Hannelore, 1968
Sabine war immer eine gute Schülerin gewesen, und Hannelore hatte es sich von ganzem Herzen gewünscht, dass das Mädchen an die Universität gehen würde, um Medizin zu studieren. Doch Sabine wollte nicht. Ihre Argumente waren nachvollziehbar, denn sie hatte herausgefunden, dass auf einhundert Studentenungefähr fünf Frauen kamen.

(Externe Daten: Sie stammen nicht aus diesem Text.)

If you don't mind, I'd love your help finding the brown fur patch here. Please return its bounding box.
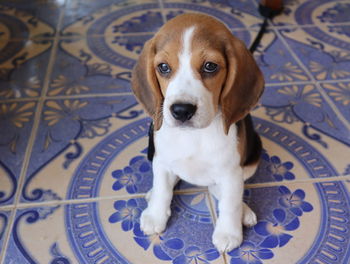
[133,14,264,133]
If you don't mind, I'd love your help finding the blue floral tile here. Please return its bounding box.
[227,182,350,264]
[4,182,350,264]
[0,0,61,39]
[0,208,11,253]
[163,0,262,29]
[21,96,141,202]
[61,0,164,37]
[321,82,350,122]
[280,26,350,81]
[0,101,37,205]
[273,0,350,26]
[5,194,224,264]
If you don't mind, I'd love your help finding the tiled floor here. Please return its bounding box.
[0,0,350,264]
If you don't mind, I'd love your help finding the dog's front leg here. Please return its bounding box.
[213,167,243,252]
[140,158,177,235]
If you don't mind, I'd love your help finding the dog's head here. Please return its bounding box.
[132,14,264,133]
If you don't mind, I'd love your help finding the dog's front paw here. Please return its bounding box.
[140,208,170,235]
[213,228,243,253]
[243,204,258,227]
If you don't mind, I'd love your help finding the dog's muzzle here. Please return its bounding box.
[170,103,197,123]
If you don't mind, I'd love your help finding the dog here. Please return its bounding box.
[132,14,264,252]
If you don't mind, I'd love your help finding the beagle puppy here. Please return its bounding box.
[132,14,264,252]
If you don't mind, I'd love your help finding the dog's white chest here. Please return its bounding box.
[155,118,239,186]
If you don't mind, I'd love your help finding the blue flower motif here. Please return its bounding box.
[112,156,151,194]
[262,152,295,181]
[278,186,313,216]
[254,209,300,248]
[228,241,273,264]
[134,223,184,260]
[173,246,220,264]
[109,199,141,231]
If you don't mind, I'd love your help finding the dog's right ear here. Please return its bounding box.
[131,38,164,130]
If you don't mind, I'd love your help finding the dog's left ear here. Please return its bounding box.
[131,38,163,130]
[220,35,264,134]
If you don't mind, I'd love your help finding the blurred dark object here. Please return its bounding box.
[259,0,283,18]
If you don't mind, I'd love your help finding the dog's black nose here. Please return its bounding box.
[170,104,197,122]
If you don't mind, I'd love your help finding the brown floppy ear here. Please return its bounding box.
[131,39,163,130]
[220,35,264,134]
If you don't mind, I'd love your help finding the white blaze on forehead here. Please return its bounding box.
[179,27,195,69]
[163,26,215,128]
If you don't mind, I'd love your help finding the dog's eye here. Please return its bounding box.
[158,63,171,74]
[203,61,218,73]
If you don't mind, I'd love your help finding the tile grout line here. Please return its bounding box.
[0,1,66,264]
[0,174,350,210]
[0,174,350,211]
[244,175,350,189]
[273,25,350,130]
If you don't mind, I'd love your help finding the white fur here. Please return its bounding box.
[163,27,215,128]
[141,27,256,252]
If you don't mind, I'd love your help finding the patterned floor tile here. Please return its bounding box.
[47,38,135,96]
[5,182,350,264]
[0,101,37,206]
[247,104,350,184]
[22,95,141,202]
[273,0,350,26]
[227,182,350,264]
[0,37,52,100]
[61,0,163,37]
[321,82,350,123]
[254,30,310,84]
[280,25,350,81]
[0,209,11,254]
[0,0,59,39]
[5,193,224,264]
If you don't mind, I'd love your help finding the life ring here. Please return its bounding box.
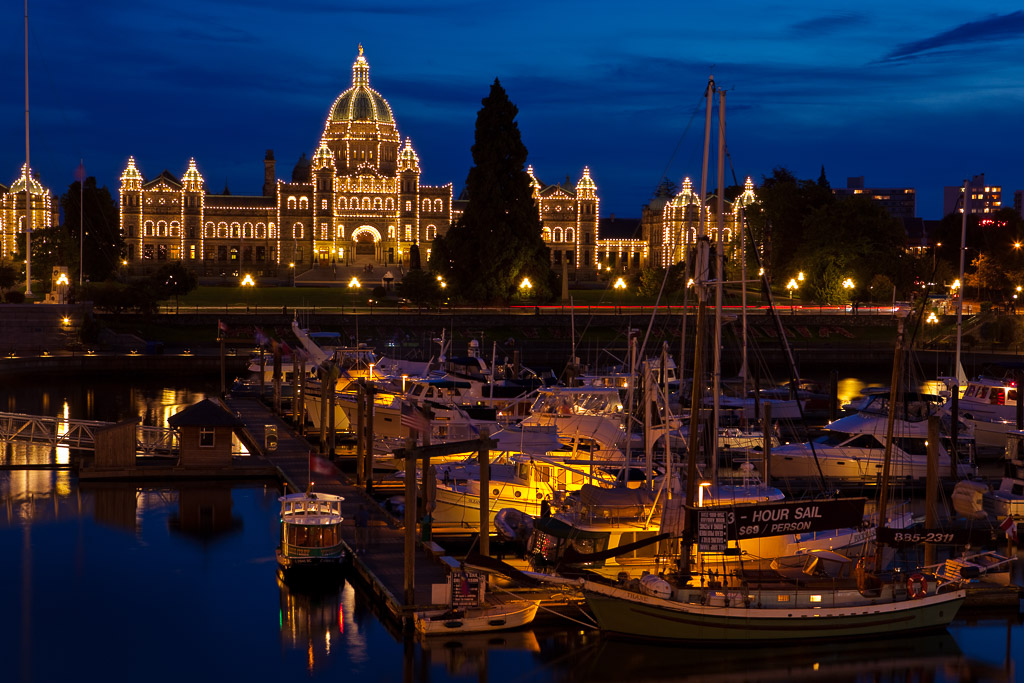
[906,573,928,600]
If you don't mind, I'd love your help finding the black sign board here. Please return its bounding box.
[695,498,866,552]
[449,571,480,609]
[876,526,995,547]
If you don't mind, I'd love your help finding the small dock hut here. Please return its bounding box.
[167,398,243,469]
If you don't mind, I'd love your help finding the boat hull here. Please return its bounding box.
[414,600,541,636]
[585,587,966,642]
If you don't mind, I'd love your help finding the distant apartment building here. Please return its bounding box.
[833,175,918,220]
[942,173,1002,216]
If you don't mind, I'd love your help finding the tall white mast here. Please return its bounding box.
[25,0,32,297]
[953,180,971,390]
[711,90,725,486]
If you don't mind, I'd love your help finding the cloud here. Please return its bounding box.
[884,10,1024,61]
[790,12,866,36]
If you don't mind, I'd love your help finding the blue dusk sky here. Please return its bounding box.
[0,0,1024,218]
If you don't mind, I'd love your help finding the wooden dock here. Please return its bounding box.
[222,397,449,622]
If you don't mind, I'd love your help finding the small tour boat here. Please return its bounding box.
[414,600,541,636]
[278,490,345,579]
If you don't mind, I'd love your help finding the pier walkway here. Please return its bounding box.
[223,396,449,620]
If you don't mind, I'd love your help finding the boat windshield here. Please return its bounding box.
[814,431,851,445]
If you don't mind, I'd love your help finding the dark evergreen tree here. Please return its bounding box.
[430,79,556,303]
[61,176,125,283]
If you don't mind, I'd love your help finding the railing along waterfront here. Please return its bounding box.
[0,413,178,456]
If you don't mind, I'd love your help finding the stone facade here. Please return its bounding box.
[0,166,60,262]
[121,47,453,276]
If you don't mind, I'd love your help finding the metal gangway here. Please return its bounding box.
[0,413,178,456]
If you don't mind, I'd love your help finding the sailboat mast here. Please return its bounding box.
[874,317,904,571]
[711,90,725,486]
[25,0,32,297]
[953,180,971,385]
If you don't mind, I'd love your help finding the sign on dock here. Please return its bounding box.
[695,498,866,553]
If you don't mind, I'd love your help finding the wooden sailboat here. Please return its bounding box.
[580,81,966,642]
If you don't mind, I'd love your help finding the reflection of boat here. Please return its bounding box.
[568,633,974,683]
[414,600,541,636]
[278,492,345,579]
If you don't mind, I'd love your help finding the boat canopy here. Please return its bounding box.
[534,517,608,541]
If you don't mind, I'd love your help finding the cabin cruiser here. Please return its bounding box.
[770,394,977,484]
[946,375,1017,449]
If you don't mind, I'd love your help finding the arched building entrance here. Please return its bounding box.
[351,225,381,264]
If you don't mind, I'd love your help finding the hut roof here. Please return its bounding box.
[167,398,242,428]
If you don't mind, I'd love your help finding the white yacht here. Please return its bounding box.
[770,394,977,484]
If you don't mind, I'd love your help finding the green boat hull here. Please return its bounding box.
[586,590,966,642]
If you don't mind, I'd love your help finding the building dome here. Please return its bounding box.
[328,45,394,124]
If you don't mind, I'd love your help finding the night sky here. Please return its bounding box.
[0,0,1024,218]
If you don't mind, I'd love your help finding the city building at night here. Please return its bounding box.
[0,165,60,261]
[833,175,918,220]
[942,173,1002,216]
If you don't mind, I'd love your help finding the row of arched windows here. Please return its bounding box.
[423,199,444,213]
[142,220,181,238]
[544,226,575,242]
[203,221,278,240]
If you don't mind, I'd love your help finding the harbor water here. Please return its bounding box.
[0,378,1024,683]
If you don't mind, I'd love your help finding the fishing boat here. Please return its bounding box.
[413,600,541,636]
[580,556,967,643]
[276,490,345,579]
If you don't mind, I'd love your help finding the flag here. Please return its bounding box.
[999,515,1017,543]
[309,451,340,475]
[401,401,430,431]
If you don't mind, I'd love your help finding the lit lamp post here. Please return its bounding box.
[519,278,534,313]
[612,278,626,312]
[241,272,256,313]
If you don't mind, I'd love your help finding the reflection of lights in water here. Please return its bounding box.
[338,582,370,664]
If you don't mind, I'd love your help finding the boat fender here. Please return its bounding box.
[906,573,928,600]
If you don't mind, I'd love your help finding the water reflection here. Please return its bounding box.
[278,571,350,673]
[566,632,1014,683]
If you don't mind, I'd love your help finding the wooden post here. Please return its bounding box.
[273,341,282,415]
[362,384,377,494]
[925,415,939,566]
[352,377,367,486]
[259,344,266,400]
[326,360,338,458]
[480,428,490,555]
[828,370,839,422]
[317,362,331,455]
[221,335,227,396]
[292,353,306,427]
[949,387,959,481]
[403,438,417,606]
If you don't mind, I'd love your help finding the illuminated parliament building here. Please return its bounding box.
[120,46,614,280]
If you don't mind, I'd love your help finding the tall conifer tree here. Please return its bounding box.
[430,79,554,303]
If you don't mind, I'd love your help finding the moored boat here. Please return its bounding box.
[413,600,541,636]
[276,492,345,580]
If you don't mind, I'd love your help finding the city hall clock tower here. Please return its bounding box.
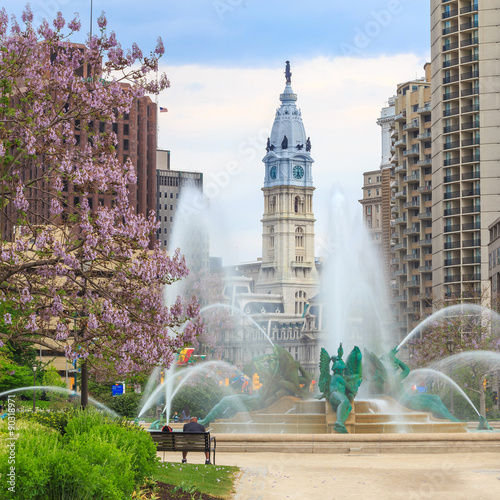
[256,61,318,315]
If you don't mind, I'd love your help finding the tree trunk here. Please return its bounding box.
[81,360,89,410]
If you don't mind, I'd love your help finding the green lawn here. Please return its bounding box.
[153,462,240,498]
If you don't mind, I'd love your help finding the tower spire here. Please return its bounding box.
[285,61,292,85]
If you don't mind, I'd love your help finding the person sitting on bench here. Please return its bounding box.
[182,417,210,464]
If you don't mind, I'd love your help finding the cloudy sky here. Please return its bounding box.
[2,0,430,264]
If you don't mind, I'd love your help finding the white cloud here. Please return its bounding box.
[159,54,425,263]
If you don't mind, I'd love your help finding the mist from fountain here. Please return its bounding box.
[404,368,481,417]
[0,385,120,418]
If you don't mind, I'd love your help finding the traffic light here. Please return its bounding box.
[252,373,262,391]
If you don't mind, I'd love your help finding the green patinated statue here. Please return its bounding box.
[199,346,312,426]
[317,344,362,434]
[381,347,460,422]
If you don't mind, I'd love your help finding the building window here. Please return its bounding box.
[295,227,304,248]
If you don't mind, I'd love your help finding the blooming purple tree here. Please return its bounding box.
[0,6,203,398]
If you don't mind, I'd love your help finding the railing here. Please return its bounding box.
[444,141,460,150]
[462,204,481,214]
[418,212,432,220]
[443,90,460,101]
[462,188,481,196]
[443,174,460,183]
[462,222,481,231]
[462,239,481,248]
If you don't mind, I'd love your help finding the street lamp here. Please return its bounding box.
[33,365,36,413]
[446,337,455,415]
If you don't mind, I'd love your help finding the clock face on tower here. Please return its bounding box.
[293,165,304,179]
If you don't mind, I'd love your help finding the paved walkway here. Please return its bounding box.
[159,452,500,500]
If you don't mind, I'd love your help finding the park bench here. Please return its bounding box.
[149,431,216,465]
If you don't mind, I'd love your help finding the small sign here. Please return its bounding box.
[111,384,123,396]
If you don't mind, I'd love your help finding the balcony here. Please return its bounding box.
[462,203,481,214]
[462,257,481,265]
[403,172,420,182]
[443,108,460,116]
[403,200,420,208]
[443,174,460,184]
[460,21,479,31]
[443,42,459,52]
[462,137,481,147]
[403,120,420,130]
[462,238,481,248]
[442,9,458,19]
[443,74,460,85]
[461,103,479,115]
[418,238,432,247]
[443,24,458,35]
[417,130,431,141]
[417,155,432,167]
[443,57,460,68]
[417,102,431,114]
[462,120,479,130]
[460,3,477,14]
[460,37,479,47]
[443,158,460,167]
[460,54,479,64]
[462,85,479,97]
[403,147,420,157]
[443,123,460,134]
[462,188,481,197]
[444,191,460,200]
[462,274,481,281]
[418,211,432,220]
[444,224,460,233]
[460,70,479,80]
[462,222,481,231]
[443,90,460,101]
[394,111,406,122]
[403,253,420,262]
[404,279,420,288]
[462,154,481,163]
[443,207,460,217]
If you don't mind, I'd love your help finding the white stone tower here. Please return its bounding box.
[256,61,318,315]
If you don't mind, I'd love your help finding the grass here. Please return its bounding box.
[153,462,240,498]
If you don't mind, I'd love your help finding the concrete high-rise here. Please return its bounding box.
[431,0,500,300]
[391,64,432,336]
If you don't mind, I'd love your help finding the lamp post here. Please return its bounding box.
[446,337,455,415]
[33,365,36,413]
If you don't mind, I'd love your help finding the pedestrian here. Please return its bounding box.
[182,417,210,464]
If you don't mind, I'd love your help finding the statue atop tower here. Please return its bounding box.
[285,61,292,85]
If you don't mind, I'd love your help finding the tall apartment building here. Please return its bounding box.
[359,170,382,250]
[155,150,205,270]
[391,64,432,336]
[431,0,500,300]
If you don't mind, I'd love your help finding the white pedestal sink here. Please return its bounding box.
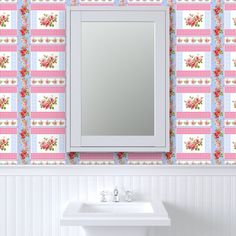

Es konnte also durchaus sein, an der gewählten Universität die einzige Frau im Studiengang zu sein.
»Ich will mich nicht immer wie ein dummes, zartbesaitetes Weibchen behandeln lassen«, hatte sie aufgeregt hervorgestoßen und darauf beharrt, dass die Männer sie schrecklich behandeln würden.
Damit lag sie sicher auch nicht vollkommen verkehrt, doch Hannelore sah ihre Tochter in ihren Träumen mit einem wehenden weißen Kittel und einem Stethoskop um den Hals durch die Gänge eines Klinikums eilen, während ihr eine Gruppe Assistenten ehrfürchtig und mit Abstand folgte.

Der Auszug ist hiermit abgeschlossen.